System Design: Historical FX-Rate Service
Design an internal service for engineers and analysts to fetch historical currency exchange rates for analytics, backfills, and financial reporting. The service should support roughly 10k read QPS, occasional corrections and backfills, high availability, low latency, and cost efficiency.
Constraints & Assumptions
-
Historical rates are mostly immutable but can be corrected.
-
Consumers include internal services, analysts, dashboards, and batch data pipelines.
-
Precision, snapshot semantics, auditability, and versioning matter for financial use cases.
-
State assumptions for currencies, pairs, granularity, retention, and latency targets.
Clarifying Questions to Ask
-
What granularity is required: daily, hourly, minute, tick, or all of these?
-
Do callers need bid, ask, mid, OHLC, or conversion endpoints?
-
What is the required P95 latency and availability SLO?
-
How often do corrections happen and do consumers need as-of historical snapshots?
Part 1 - APIs
Define read endpoints and optional ingestion endpoints.
What This Part Should Cover
-
Point-in-time rate, time-series rates, conversion, OHLC or aggregate endpoints, and internal ingest.
-
Versioning, pagination, auth, rate limits, idempotency, error handling, precision, and response contracts.
-
REST or gRPC trade-offs for internal callers.
Part 2 - Data Model
Design the entities and fields.
What This Part Should Cover
-
Currency, currency pair, timestamp, granularity, price type, scaled integer rate, source, version, as-of time, quality flags, and provenance.
-
Indexes and keys for pair and time-range access.
-
Correction handling with immutable versions and audit history.

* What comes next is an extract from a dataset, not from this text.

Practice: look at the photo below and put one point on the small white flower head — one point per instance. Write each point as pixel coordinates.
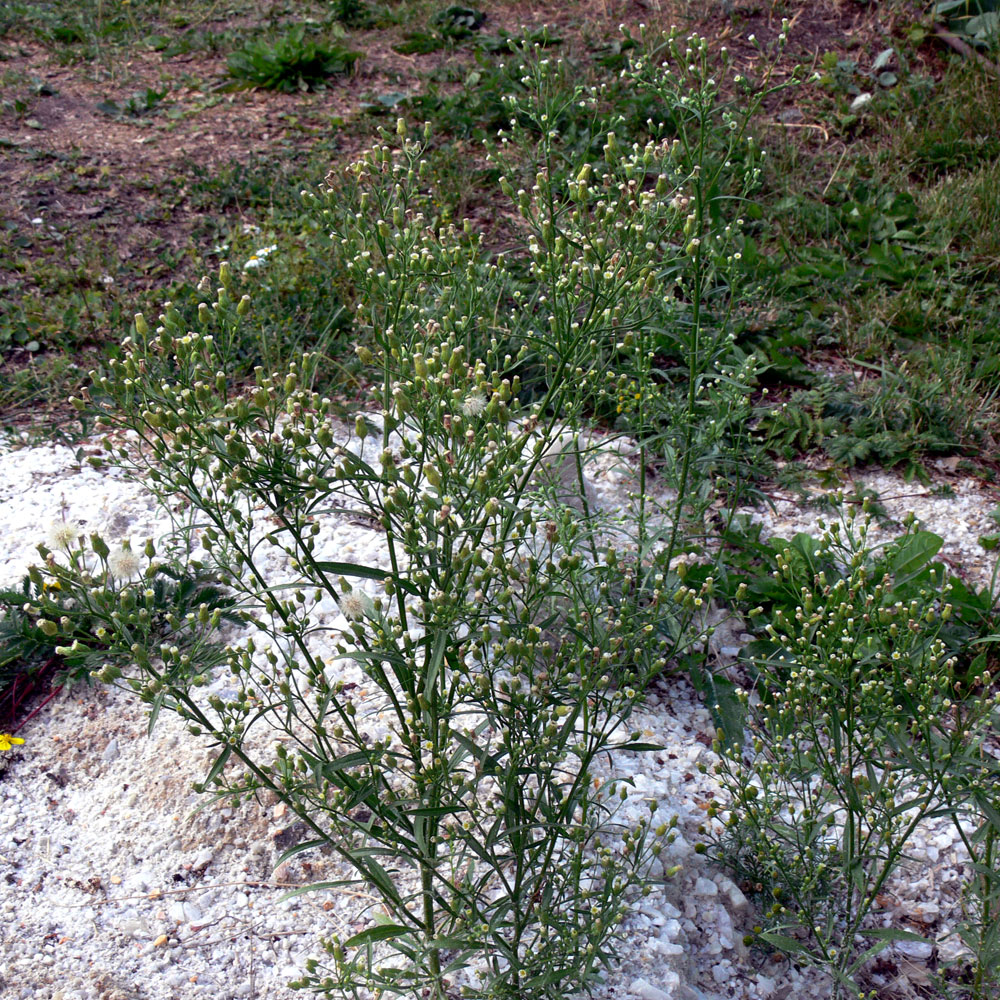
(62, 535)
(123, 563)
(474, 404)
(355, 605)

Part 3 - Storage and Caching
Choose hot storage, cold storage, partitioning, replication, retention, and caching strategy.

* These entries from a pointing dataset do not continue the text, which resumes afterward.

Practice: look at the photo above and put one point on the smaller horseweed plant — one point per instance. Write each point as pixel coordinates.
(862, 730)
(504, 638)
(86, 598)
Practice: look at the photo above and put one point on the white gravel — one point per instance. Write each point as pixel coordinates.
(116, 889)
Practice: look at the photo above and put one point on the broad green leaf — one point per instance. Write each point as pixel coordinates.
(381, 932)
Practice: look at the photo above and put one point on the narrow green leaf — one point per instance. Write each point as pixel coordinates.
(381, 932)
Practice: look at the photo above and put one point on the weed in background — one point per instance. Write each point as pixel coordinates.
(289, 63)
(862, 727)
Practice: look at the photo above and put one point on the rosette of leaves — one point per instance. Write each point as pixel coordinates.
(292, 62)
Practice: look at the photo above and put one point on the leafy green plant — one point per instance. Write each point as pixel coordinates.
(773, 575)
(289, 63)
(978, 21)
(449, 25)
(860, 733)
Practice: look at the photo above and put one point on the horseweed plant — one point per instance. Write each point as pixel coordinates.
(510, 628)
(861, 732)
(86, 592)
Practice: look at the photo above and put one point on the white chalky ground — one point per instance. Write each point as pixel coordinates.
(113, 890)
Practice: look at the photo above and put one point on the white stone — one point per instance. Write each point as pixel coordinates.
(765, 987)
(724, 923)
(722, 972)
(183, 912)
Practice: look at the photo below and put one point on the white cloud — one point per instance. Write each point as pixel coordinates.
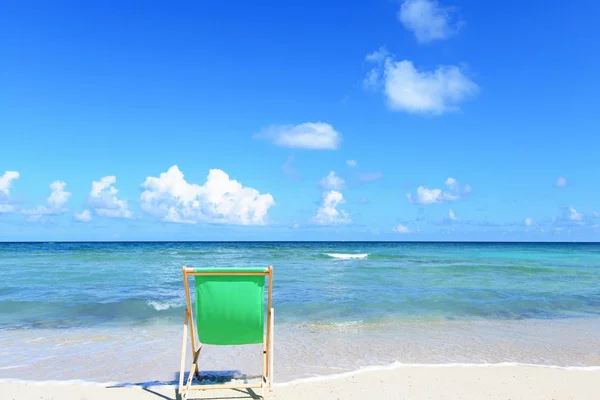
(529, 221)
(574, 215)
(332, 182)
(328, 213)
(561, 181)
(55, 202)
(419, 91)
(428, 20)
(309, 135)
(451, 215)
(6, 208)
(103, 199)
(84, 216)
(369, 176)
(401, 229)
(436, 196)
(6, 181)
(378, 56)
(219, 200)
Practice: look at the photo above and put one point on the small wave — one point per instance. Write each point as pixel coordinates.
(344, 256)
(158, 306)
(397, 365)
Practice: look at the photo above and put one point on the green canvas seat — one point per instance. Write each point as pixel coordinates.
(229, 309)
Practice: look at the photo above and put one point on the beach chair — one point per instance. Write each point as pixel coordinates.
(229, 309)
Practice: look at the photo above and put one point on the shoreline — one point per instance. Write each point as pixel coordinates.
(446, 381)
(318, 378)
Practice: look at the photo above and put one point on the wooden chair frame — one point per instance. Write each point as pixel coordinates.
(266, 383)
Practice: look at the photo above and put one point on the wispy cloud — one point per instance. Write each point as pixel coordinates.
(529, 221)
(309, 135)
(328, 212)
(401, 229)
(369, 176)
(428, 20)
(407, 88)
(451, 215)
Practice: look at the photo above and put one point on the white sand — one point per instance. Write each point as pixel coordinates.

What This Part Should Cover
-
Wide-column, time-series SQL, object storage, Parquet, hot versus cold paths, partitioning by pair and time, and downsampling.
-
In-process, distributed, and precomputed caches; cache keys, TTLs, invalidation, and correction fanout.
-
Cost-efficiency trade-offs.
Part 4 - Consistency, Scalability, and Failure Handling
Explain freshness, snapshot semantics, scaling, multi-region design, and failure modes.
What This Part Should Cover
-
Strong versus eventual consistency, as-of reads, correction propagation, and backfill behavior.
-
Capacity estimates for 10k QPS, autoscaling, read replicas, multi-region failover, and provider outages.
-
Degraded modes and client guidance.
Part 5 - Monitoring and Operations
Define SLIs, SLOs, alerts, tracing, data quality checks, and runbooks.
What This Part Should Cover
-
Latency, availability, error rate, cache hit rate, freshness, correction lag, ingestion lag, and data quality metrics.
-
Reconciliation against providers, anomaly detection, missing data alerts, and audit reports.
-
Incident runbooks for stale data, bad corrections, provider outages, and regional failures.
What a Strong Answer Covers
-
Financial precision and audit semantics.
-
A serving design that handles hot reads and rare corrections.
-
Clear caching and invalidation strategy.
-
Operational controls for correctness, freshness, and reliability.
Follow-up Questions
-
How would you invalidate caches after a correction?
-
What if two providers disagree?
-
How would you support snapshot-consistent backfills?
-
What is the hot key risk for USD/EUR?
-
Which SLO matters most for analysts versus online services?